The new Arabic billboard, funded by the Nuisance Committee super PAC, will be in place until Election Day. The super PAC was started by Cards Against Humanity co-creator Max Temkin, and has raised more than $410,000 in the hopes of "driving Trump nuts." Definitely a worthy cause, if you ask me.

Nuisance Committee spokeswoman Melissa Harris discussed the billboard with The Detroit Free Press, saying: "We came up with it because we believe that Donald Trump's hateful rhetoric is not based on reality. It's based in fear. And we think that irrational fear is what's driving his anti-immigrant message."
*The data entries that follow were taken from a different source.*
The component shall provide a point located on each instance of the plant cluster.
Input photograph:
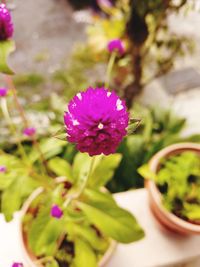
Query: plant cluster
(179, 183)
(73, 219)
(151, 45)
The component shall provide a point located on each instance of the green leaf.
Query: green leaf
(89, 234)
(84, 255)
(52, 263)
(47, 230)
(192, 211)
(61, 168)
(104, 171)
(113, 221)
(146, 173)
(95, 196)
(6, 47)
(14, 195)
(81, 166)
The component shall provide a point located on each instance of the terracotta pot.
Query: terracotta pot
(29, 257)
(167, 219)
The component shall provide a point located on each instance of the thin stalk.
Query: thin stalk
(111, 63)
(21, 111)
(12, 127)
(84, 185)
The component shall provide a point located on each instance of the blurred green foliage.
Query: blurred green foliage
(179, 182)
(159, 128)
(152, 45)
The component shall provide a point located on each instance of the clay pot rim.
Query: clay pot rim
(30, 258)
(155, 193)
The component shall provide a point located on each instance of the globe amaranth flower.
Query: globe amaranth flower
(3, 92)
(6, 25)
(56, 211)
(3, 169)
(17, 264)
(29, 131)
(116, 45)
(105, 3)
(96, 121)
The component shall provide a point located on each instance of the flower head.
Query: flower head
(3, 169)
(3, 92)
(17, 264)
(116, 45)
(6, 25)
(104, 3)
(96, 121)
(30, 131)
(56, 211)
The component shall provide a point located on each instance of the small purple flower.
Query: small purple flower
(3, 169)
(116, 45)
(17, 264)
(30, 131)
(6, 25)
(56, 212)
(3, 92)
(96, 121)
(104, 3)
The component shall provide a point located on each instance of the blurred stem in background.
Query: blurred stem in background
(110, 68)
(12, 127)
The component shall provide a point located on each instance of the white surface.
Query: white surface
(158, 248)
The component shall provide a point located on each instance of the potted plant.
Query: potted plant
(173, 180)
(68, 218)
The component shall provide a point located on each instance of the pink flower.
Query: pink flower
(56, 212)
(116, 45)
(3, 169)
(6, 25)
(104, 3)
(16, 264)
(3, 92)
(30, 131)
(96, 121)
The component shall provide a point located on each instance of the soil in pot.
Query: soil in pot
(178, 180)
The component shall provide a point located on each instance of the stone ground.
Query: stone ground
(44, 29)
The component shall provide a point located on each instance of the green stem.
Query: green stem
(84, 185)
(11, 86)
(111, 63)
(12, 127)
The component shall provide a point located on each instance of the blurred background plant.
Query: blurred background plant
(151, 45)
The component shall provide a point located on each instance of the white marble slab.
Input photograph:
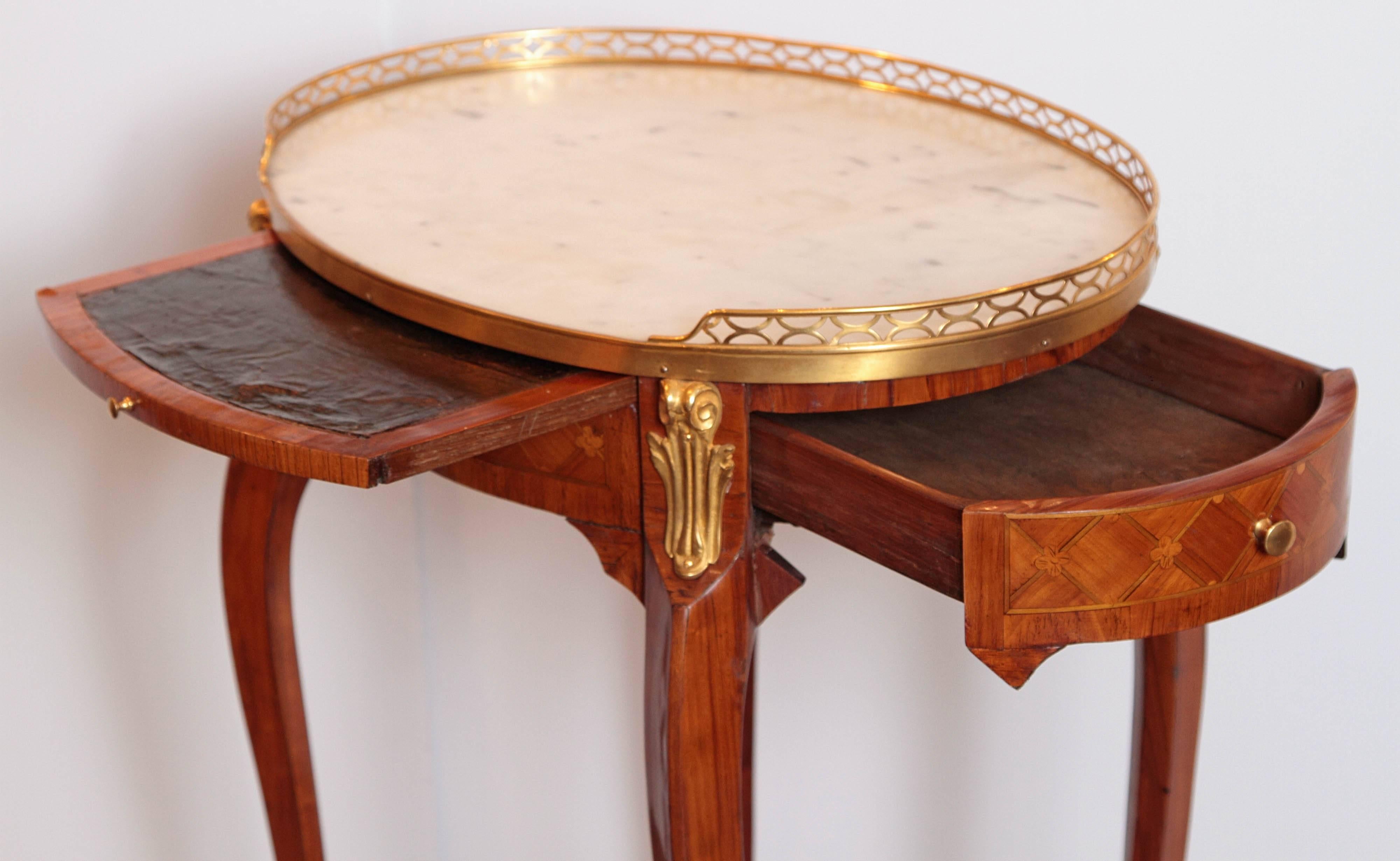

This message has been the cornerstone of Trump's campaign, with calls to ban Muslims from entering the United States serving as rallying cries for both him and his supporters alike. Though the proposal has shifted throughout his campaign, eventually landing on "extreme vetting" which would include an ideological test for people wishing to immigrate, the core of Trump's message has remained the same: We should be afraid of Muslims, because they are not American (never mind the 3.3 million Muslim Americans already living in the states).

In his most recent reiteration of this fear, Trump essentially blamed the San Bernardino shooting on Muslim Americans, stating during the second presidential debate that they failed to report the shooters in time.

"We have to be sure that Muslims come in and report when they see something going on," Trump said. "When they see hatred going on, they have to report it." He is also clinging to the debunked theory that "many people saw the bombs all over the apartment," again pinning the blame on Muslim Americans for "failing to report" those bombs.

Through Trump's statements and proposals, voters have seen time and time again how this fear of Muslims has driven the Republican nominee's campaign. One can fairly imagine that Trump's knee-jerk reaction to the billboard — especially with his name attached — would inspire fear in the nominee. At the very least, he'd use it to inspire fear in his supporters.